I am who I am, and that is all I need to be.
I've actually liked myself in certain times of my life.
The rest of my life I have hated myself. In my realization of self-hate after JR died, I had to first admit to myself that the self-hate existed and then forgive myself, which I did.
However, it has been quite a journey back to liking myself. But you know, that is not good enough! It must be love myself.
I've written about why I have hated myself at times. It goes back to my childhood and one of the learned experiences from my father of not being good enough. I was never good enough in his eyes and I hated myself for it. I longed for the acceptance I never received.
The phases of loving myself were during the successful times of my life. I knew I was good enough. You know I'm my biggest critic . . . it is what I learned as a child! I've had many successes in my life and very proud of those times, which makes the not so successful times of my life more pronounced.
Fast forward to present times. Life experience has taught me that I am who I am and that is all I need to be. Self-acceptance is what it is and not so easy for me. The opinions of others are just their opinions and I am caring less each day what anyone thinks about me.
Self-acceptance is especially difficult when I'm not accomplishing anything and simply living my life. My parents pounded "accomplishment" into my head like that is all that life was about. That thinking is so wrong. Accomplishment is important, but not all that should consume one's life.

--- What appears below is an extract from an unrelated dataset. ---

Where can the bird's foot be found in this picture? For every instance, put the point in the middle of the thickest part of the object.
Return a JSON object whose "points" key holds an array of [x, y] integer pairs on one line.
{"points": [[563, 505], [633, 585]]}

I always ask myself the question "What is normal anyway" . . . and I still don't have the answer. Never will I apologize for who I am with all my flaws and whatever "normal" is, I am not.
There are times when I backslide and start to hate myself again, but I am recognizing those times and learning how to turn it around.
I am who I am . . . a complicated contradiction of myself.
There are times when I backslide and start to hate myself again, but I am recognizing those times and learning how to turn it around.
I am who I am . . . a complicated contradiction of myself.